We arrived close to 8pm and were greeted by “T,” our server. We ordered Chicken Wings ($8), Som Tom (Papaya Salad) medium-heat, and an appetizer I had never had before called Saku Sai Mu ($7). For mains, we ordered the Stir Fry Noodle with Pork ($9) medium-heat and the Beef Penang ($11) hot-heat.
The Chicken Wings were fried whole and came with a sweet chili sauce. They were okay.
The Papaya Salad looked treacherous with the red chili peppers glaring up at us! This was an excellent som tom, with lots of flavor sensations at play.
The big surprise for us was the Saku Sai Mu, which are tapioca balls stuffed with pork.Saku means tapioca, Sai means stuffed, and Mu is pork, though there are a lot of ingredients like garlic, peanuts, chives, coriander (cilantro) and fish sauce. The way to eat this is to wrap a ball with a piece of cilantro in one of the butter lettuce leaves. You can bite a chili pepper just before putting the tapioca ball in your mouth. Anyway, this appetizer was fun to eat and we’ll order it again to share with friends.
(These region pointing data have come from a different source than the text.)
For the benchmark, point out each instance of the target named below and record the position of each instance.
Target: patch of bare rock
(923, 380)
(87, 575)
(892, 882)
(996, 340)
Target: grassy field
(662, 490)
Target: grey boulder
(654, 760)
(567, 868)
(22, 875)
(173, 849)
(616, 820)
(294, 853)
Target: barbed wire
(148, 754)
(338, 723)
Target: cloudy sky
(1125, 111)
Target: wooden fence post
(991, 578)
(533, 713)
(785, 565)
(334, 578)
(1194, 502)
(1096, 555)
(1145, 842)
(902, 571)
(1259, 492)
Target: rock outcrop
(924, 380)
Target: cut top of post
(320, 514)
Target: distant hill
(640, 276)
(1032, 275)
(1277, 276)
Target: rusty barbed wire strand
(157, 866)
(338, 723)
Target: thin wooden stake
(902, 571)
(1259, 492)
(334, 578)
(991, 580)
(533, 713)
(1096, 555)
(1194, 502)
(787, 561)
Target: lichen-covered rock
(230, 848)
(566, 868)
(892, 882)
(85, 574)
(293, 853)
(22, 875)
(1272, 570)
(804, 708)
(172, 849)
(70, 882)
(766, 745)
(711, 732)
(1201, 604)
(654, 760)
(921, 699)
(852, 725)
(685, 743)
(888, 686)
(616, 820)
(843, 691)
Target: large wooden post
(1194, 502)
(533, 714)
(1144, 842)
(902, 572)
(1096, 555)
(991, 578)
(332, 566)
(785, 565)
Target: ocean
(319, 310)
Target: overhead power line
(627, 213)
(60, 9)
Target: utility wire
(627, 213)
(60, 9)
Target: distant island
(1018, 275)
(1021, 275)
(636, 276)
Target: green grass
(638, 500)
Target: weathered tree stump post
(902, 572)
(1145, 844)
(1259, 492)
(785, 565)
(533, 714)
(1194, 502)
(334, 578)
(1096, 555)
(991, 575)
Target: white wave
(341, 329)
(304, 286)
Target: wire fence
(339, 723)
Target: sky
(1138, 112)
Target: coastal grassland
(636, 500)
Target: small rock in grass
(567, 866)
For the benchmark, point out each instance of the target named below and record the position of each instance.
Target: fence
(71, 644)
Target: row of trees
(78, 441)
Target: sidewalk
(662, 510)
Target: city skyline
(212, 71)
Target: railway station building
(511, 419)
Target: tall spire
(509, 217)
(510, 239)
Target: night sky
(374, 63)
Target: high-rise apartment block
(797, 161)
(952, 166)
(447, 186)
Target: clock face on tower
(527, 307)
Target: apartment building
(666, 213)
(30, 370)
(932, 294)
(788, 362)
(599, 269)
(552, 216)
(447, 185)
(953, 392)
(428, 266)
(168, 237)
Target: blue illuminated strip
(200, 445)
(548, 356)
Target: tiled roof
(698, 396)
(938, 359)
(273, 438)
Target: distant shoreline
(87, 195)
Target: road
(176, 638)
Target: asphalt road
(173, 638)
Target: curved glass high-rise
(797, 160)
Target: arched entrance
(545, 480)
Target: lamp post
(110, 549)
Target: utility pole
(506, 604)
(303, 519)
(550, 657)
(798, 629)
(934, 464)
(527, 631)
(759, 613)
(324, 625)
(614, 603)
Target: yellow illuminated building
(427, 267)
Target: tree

The Stir Fry Noodles were fresh and filled with a lot of vegetables like baby corn, broccoli, bok choy, cabbage, red bell pepper, green onion, carrots, and flat noodles. The pork was interspersed throughout but didn’t dominate. It was a balanced dish.
The final dish was the Beef Penang. This was a beautifully presented dish, the kind you can tell how good it tastes just from looking at it! The Penang curry was perfect and did have some heat. It was so rich and garnished with kaffir lime leaves, which impart a distinctly unique flavor. We really enjoyed this dish. The only thing Zee had trouble with was that the beef was a little tough. It could have used a tenderizer. All in all, the food tastes and flavors were quite good.
Areunda Restaurant is still in its opening phases and will be expanding its menu selections in the future. I hope you find the special dishes I’ve recommended as good as I did.